The US is one of only two countries worldwide (Lesotho is the other) that don’t force employers to offer parental leave. As Rubio correctly assesses, this causes “increased debt, welfare receipt, reduced birth weight and negative cognitive outcomes for children and increased family instability.” It also poses significant health risks for mothers and newborns.
The bill, which will be introduced in Congress this week, proposes a solution unlike those that already exist in the rest of the world: Instead of mandating that employers cover family leave, or using taxes to pay for it, the new bill would ”give parents the option to pull a portion of their future Social Security benefits to finance paid parental leave.”
In other words, parents would finance their time spent caring for infants with money borrowed from their future selves, according to the new bill.
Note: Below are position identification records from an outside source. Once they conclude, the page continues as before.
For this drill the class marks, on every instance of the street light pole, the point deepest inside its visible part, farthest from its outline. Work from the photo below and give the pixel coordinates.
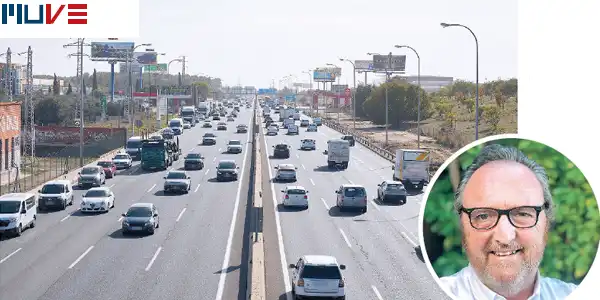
(418, 93)
(476, 73)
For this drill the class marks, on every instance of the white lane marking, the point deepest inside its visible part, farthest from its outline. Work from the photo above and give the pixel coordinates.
(406, 237)
(8, 256)
(225, 265)
(150, 189)
(81, 257)
(325, 203)
(284, 269)
(345, 238)
(181, 214)
(153, 258)
(376, 292)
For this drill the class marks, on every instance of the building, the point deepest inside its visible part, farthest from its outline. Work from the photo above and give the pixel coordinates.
(10, 139)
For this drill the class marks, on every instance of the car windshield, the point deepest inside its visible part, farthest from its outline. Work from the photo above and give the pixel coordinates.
(96, 193)
(139, 212)
(355, 192)
(89, 171)
(226, 165)
(9, 207)
(321, 272)
(53, 189)
(105, 164)
(176, 175)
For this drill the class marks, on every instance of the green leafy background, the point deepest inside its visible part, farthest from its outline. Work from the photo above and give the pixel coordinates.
(572, 244)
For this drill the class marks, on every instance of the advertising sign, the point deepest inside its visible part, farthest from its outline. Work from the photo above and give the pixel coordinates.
(363, 65)
(381, 63)
(111, 51)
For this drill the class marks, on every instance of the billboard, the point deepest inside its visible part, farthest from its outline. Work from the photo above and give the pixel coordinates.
(381, 63)
(363, 65)
(111, 51)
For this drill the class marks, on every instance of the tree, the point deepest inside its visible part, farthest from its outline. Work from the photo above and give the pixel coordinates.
(94, 81)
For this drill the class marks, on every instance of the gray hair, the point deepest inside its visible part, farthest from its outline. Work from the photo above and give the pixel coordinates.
(497, 152)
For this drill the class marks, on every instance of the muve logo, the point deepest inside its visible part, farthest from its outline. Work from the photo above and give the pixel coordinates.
(46, 13)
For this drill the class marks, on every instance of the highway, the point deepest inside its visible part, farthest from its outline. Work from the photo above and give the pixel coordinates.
(378, 247)
(195, 254)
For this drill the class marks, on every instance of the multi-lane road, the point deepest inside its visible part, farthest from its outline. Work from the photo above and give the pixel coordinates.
(195, 254)
(378, 247)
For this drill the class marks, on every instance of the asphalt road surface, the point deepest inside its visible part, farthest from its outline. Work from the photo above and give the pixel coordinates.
(378, 247)
(195, 254)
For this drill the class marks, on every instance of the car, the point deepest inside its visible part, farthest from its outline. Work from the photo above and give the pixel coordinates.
(318, 276)
(221, 126)
(286, 172)
(193, 160)
(348, 138)
(177, 181)
(234, 146)
(242, 128)
(308, 144)
(391, 190)
(351, 196)
(122, 161)
(281, 151)
(293, 129)
(294, 195)
(209, 139)
(110, 169)
(55, 194)
(227, 170)
(91, 176)
(140, 217)
(97, 199)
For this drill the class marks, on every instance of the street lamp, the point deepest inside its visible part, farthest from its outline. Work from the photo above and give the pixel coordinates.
(444, 25)
(353, 91)
(418, 92)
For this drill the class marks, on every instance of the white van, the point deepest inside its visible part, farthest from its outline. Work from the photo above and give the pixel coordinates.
(56, 194)
(17, 212)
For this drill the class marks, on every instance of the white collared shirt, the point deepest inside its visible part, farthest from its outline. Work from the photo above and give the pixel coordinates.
(466, 285)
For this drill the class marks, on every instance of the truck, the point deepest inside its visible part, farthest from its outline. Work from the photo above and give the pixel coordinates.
(188, 113)
(155, 155)
(338, 153)
(411, 167)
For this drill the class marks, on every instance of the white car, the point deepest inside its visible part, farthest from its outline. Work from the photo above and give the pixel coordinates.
(318, 276)
(308, 144)
(295, 196)
(98, 199)
(272, 130)
(122, 161)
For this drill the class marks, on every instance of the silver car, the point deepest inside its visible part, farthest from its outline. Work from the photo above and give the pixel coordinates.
(391, 190)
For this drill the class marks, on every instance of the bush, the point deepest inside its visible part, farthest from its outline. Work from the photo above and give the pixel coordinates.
(572, 244)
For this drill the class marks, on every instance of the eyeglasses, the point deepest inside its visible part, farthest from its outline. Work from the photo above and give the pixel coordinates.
(484, 218)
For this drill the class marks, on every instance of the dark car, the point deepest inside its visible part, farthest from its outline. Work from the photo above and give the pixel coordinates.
(227, 170)
(193, 161)
(281, 151)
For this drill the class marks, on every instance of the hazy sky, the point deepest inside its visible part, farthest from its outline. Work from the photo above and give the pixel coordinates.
(255, 42)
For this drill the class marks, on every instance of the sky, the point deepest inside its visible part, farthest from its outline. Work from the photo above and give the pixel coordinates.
(256, 43)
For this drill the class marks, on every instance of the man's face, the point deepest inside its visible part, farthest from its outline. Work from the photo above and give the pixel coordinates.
(504, 185)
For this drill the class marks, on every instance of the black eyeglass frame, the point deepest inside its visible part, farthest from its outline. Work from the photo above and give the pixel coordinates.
(506, 212)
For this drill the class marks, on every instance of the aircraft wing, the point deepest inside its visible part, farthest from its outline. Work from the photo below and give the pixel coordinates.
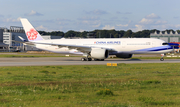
(26, 43)
(81, 48)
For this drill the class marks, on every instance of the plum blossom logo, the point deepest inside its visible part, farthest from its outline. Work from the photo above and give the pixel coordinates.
(32, 34)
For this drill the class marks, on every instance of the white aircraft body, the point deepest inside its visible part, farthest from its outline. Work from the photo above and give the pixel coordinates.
(99, 49)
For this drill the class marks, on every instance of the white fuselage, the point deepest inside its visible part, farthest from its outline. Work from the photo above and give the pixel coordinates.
(118, 45)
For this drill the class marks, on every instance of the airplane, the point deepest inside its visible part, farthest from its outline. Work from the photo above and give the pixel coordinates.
(98, 48)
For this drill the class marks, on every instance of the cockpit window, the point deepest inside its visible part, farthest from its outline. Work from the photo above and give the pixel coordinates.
(164, 43)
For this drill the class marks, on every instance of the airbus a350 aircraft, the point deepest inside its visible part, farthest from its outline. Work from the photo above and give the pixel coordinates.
(98, 49)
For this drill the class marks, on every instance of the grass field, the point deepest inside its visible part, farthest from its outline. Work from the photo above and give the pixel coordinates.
(127, 85)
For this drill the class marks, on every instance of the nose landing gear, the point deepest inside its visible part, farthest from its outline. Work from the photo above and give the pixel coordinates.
(162, 57)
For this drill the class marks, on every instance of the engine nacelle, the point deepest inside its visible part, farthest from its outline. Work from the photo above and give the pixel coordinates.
(98, 53)
(122, 55)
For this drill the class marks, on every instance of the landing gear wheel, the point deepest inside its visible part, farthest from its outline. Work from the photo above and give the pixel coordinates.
(162, 59)
(98, 59)
(89, 59)
(83, 59)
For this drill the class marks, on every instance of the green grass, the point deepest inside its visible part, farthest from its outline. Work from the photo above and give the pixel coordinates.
(91, 85)
(22, 54)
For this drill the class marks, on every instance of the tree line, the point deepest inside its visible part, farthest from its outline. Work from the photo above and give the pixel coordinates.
(105, 33)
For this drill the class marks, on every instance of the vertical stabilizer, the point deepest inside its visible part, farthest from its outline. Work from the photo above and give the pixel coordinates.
(31, 33)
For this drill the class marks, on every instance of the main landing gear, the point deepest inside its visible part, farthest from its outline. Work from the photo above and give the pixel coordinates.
(162, 57)
(86, 59)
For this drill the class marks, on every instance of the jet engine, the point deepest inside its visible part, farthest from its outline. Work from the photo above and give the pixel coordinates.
(122, 55)
(99, 53)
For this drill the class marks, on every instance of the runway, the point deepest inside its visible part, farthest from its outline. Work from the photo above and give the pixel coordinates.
(74, 61)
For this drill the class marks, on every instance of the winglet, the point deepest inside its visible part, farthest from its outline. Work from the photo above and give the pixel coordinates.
(31, 33)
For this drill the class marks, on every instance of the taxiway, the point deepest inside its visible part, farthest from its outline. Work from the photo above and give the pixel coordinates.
(74, 61)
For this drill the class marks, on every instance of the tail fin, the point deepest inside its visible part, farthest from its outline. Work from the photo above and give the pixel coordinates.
(31, 33)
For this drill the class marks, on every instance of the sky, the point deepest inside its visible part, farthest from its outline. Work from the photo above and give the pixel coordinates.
(89, 15)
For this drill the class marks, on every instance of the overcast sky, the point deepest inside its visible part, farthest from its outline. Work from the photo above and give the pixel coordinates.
(88, 15)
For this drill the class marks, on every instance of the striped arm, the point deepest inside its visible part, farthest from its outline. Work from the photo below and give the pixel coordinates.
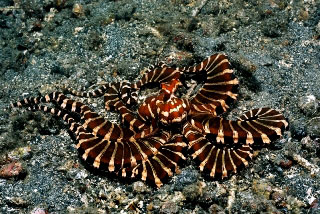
(163, 163)
(217, 160)
(219, 86)
(92, 121)
(120, 91)
(259, 126)
(73, 125)
(94, 93)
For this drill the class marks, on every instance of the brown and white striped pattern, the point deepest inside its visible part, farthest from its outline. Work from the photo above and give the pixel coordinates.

But that means choosing between their kids and their retirement.
“Senator Rubio’s bill presents a cruel choice to American employees,” wrote in a statement Christine Blackburn, Policy Director of the American Sustainable Business Council (ASBC). “They should not be forced to choose between taking leave they need now or full retirement benefits.”
Another solution to America’s absence of paid family leave was proposed in the Family and Medical Insurance Leave (FAMILY) Act in early 2017. Championed by Democratic Senator Kirsten Gillibrand, it would guarantee both family and paid medical leave to workers through a social insurance program modeled after a California policy which provides 12 weeks of paid leave.